LAS 355 • ECONOMY OF THE ARTS-W
12:30 PM-2:00 PM
An exploration of the economics production and consumption in the visual and performing arts, the cultural industries, and cultural institutions such as museums and libraries, with a brief examination of international trade and investment in these fields, from which a variety of nagging controversies has sprung. The course provides an introduction to the growing field of cultural economics, structured so as to provide a comprehensive view in a way that is accessible to those whose background in economics is limited but also that is challenging to those majoring in economics. Basic concepts in economics will be explained, when necessary, as we go along in the belief that, put in context, the basic analytical constructs of economics can be readily understood.

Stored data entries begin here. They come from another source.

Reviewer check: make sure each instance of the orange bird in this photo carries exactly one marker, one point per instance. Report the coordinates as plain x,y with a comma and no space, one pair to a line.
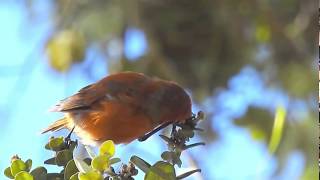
122,107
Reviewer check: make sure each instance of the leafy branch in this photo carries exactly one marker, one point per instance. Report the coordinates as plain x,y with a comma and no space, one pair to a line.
99,166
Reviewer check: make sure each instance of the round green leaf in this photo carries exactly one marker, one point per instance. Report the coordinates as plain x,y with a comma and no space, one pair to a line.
63,157
70,169
161,171
100,162
108,148
140,163
17,166
39,173
23,175
56,144
92,175
7,172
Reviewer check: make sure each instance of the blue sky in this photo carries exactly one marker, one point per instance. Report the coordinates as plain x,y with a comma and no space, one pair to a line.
24,105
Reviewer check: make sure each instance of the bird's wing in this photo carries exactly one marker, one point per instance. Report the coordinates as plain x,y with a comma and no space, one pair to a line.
92,94
81,100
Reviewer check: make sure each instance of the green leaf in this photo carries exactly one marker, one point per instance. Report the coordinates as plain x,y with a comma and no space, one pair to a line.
29,164
75,176
108,148
17,166
55,176
70,169
184,175
90,152
161,171
23,175
92,175
51,161
63,157
56,144
114,160
100,162
8,173
277,129
194,145
39,173
140,163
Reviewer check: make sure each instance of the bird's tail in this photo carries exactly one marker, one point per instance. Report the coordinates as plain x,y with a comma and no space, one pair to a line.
57,125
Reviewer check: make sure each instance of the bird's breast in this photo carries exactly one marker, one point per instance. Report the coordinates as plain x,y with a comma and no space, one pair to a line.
111,120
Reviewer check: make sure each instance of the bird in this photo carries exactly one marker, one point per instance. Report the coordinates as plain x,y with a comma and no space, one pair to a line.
122,107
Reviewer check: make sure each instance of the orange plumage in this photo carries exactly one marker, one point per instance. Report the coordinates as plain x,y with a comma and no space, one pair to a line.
122,107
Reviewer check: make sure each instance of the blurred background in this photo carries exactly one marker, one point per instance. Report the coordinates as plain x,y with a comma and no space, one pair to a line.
239,60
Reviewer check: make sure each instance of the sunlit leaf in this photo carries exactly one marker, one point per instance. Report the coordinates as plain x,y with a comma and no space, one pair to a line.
82,166
277,129
92,175
8,173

Students in the fine arts, film, and such will, in fact, find their knowledge of particular branches of arts production an advantage. At the same time, those who have had the foundation courses in economics will be able to build on their disciplinary familiarity to tackle more complex issues. After we compare and contrast the industrial organization of different branches of cultural production, we shall explore the role of the creative sector in development and consider what policy frameworks enhance this role. We shall particularly welcome cross-country and cross-regional comparisons as we go along. We shall conduct the course as an undergraduate seminar, inviting, from time to time, guest specialists as resource persons to give students familiarity with interview design and techniques for eliciting relevant information.

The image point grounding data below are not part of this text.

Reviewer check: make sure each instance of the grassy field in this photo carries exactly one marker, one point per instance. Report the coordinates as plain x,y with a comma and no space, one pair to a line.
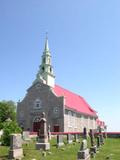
111,149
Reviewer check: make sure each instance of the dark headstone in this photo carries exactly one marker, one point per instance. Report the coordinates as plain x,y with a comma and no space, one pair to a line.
83,154
16,151
60,140
42,142
69,138
84,133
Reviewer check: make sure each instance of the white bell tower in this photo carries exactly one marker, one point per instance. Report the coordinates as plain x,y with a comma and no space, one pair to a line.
45,73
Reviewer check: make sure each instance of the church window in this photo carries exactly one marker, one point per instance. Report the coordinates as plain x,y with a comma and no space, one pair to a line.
50,69
75,120
37,104
44,60
69,119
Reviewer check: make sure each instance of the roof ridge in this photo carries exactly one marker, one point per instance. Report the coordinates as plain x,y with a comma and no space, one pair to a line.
69,91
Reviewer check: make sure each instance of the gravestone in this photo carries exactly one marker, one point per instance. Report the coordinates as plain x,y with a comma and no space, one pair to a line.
60,140
83,154
76,138
49,133
101,139
93,148
26,136
69,138
16,151
42,140
84,133
98,142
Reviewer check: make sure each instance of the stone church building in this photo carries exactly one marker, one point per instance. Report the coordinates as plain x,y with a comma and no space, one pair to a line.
65,111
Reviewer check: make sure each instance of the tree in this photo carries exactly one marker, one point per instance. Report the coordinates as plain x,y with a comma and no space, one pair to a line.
7,111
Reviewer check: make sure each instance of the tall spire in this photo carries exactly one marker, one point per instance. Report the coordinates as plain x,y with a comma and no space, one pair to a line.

Each student will prepare a paper of four pages, double-spaced, analysis on each of four topics to be assigned during the term. These will count for 64% of the grade. Consistent attendance and active participation in class discussions will count for another 16% of the grade, and the final examination will count for 20% of the grade.

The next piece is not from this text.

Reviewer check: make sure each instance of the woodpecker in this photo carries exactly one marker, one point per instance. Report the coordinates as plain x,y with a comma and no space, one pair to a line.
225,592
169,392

James Heilbrun and Charles Gray, The Economics of Art and Culture (2001, 2nd edition) Richard E Caves, Creative Industries: Contracts between Art and Commerce (2000) Tyler Cowen, In Praise of Commercial Culture (1998) Tyler Cower, Creative Destruction: How Globalization is Changing the World's Cultures (2002) -optional References: I shall provide an extensive book list, partly annotated, to assist you in exploring the growing literature in cultural economics and the parts thereof that may be especially relevant to your particular interests. Additional bibliographic citations will enable those interested in doing so to compare cultural economics with sports economics, a kindred field to the performance arts in many respects.